Algae bloom in both warm and cool water. Some varieties of phytoplankton bloom even under the ice. Algal bloom in the Baltic Sea begins around March, when the water temperature exceeds 5-6 degrees Celsius.

The amount of fertilizers found in water reaching the Baltic from Polish rivers is increasing. “This is due to the use of fertilizers in agriculture and wastewater from factories. Biogenic substances reach the Baltic together with sewage. If a computer model is used to predict the consequences of this in the next 20 or even 50 years, it will make it possible to create environmental action plans for selected regions,” says Janecki.

The institute’s model takes into account data such as average temperature and the concentration of selected biogenic substances as well as the content of a green pigment called chlorophyll. Mathematical equations in the computer program make it possible to describe phenomena taking place in the sea—for example, primary production of phytoplankton, Janecki says. He adds that the model must take into account calculations from several years ago in order to make predictions for several years ahead.

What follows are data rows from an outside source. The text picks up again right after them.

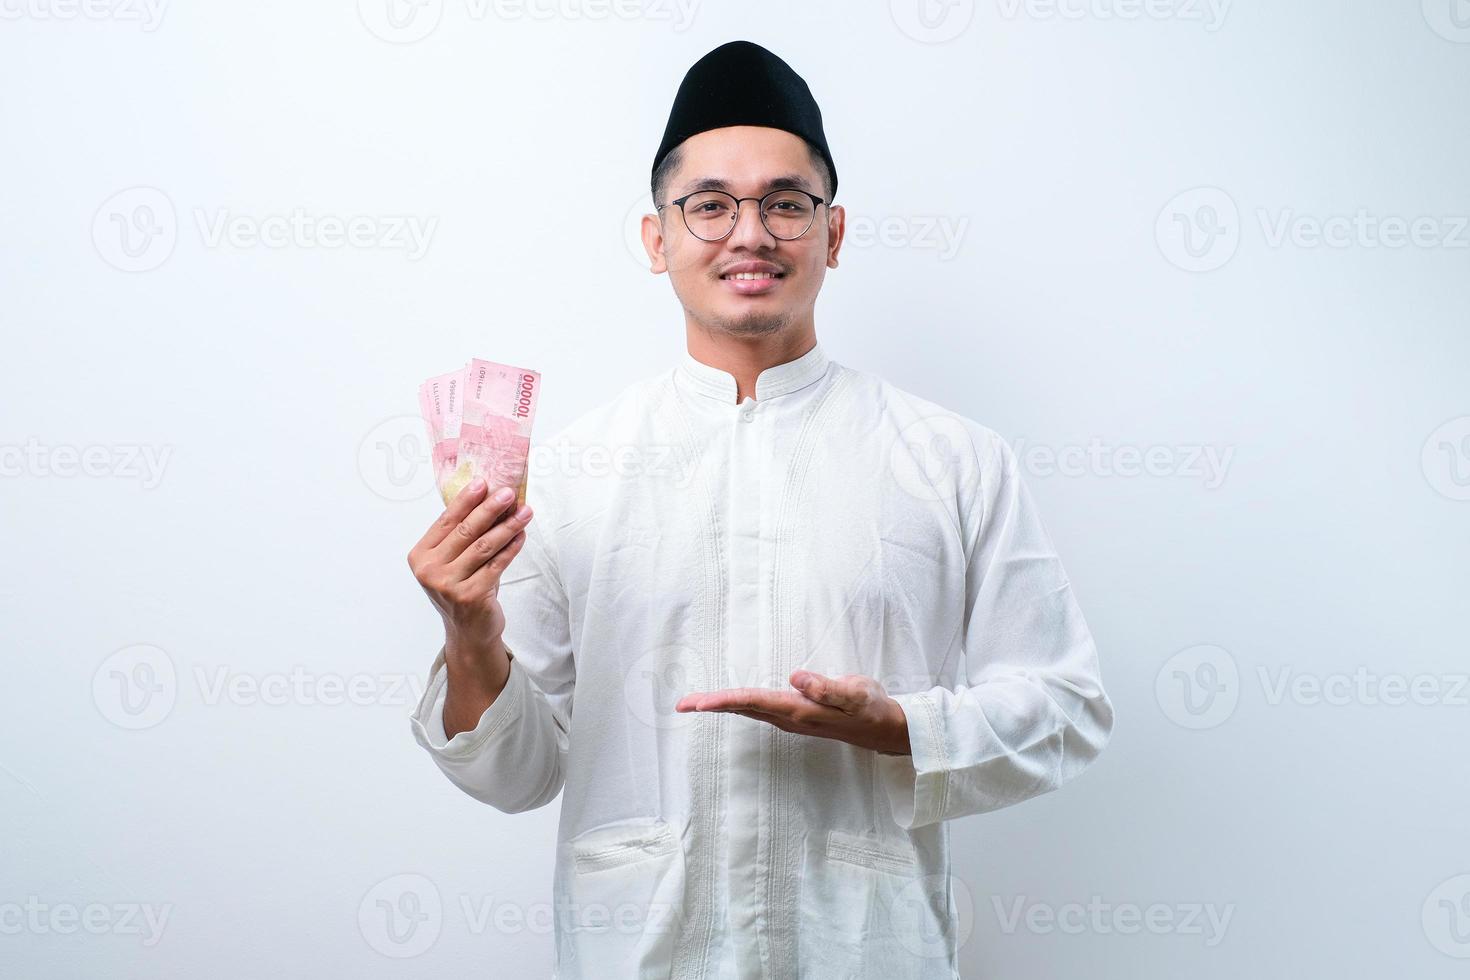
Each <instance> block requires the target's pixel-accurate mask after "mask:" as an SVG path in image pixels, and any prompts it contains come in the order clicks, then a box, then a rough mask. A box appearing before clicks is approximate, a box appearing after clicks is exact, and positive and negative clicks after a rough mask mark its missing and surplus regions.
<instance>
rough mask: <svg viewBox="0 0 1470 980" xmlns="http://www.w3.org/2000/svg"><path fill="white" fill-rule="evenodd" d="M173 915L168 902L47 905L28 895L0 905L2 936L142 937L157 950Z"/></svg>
mask: <svg viewBox="0 0 1470 980" xmlns="http://www.w3.org/2000/svg"><path fill="white" fill-rule="evenodd" d="M172 914H173V904H172V902H165V904H163V905H154V904H151V902H110V904H109V902H87V904H85V905H78V904H76V902H43V901H41V899H40V896H37V895H28V896H26V899H25V901H24V902H0V936H21V934H31V936H47V934H56V936H72V934H75V933H78V932H84V933H87V934H90V936H141V937H143V945H144V946H147V948H153V946H157V945H159V940H160V939H163V929H165V927H166V926H168V924H169V915H172Z"/></svg>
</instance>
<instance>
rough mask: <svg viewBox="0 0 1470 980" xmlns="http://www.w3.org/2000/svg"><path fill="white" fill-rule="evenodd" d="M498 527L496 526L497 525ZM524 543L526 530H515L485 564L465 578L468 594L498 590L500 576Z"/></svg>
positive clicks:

The Institute of Oceanology currently produces 48-hour forecasts for the Baltic Sea on a regular basis using the so-called Coupled Ecosystem Model of the Baltic Sea (3D-CEMBS).

The researchers obtain raw data that they convert into user-friendly maps. Anyone who clicks on a selected area will get a map with information about the temperature and concentration of biogenic substances. Biologists help interpret this data by indicating what biological parameters—the concentration of chlorophyll or phytoplankton biomass—exceed danger levels. A new map appears on the institute’s website every six hours.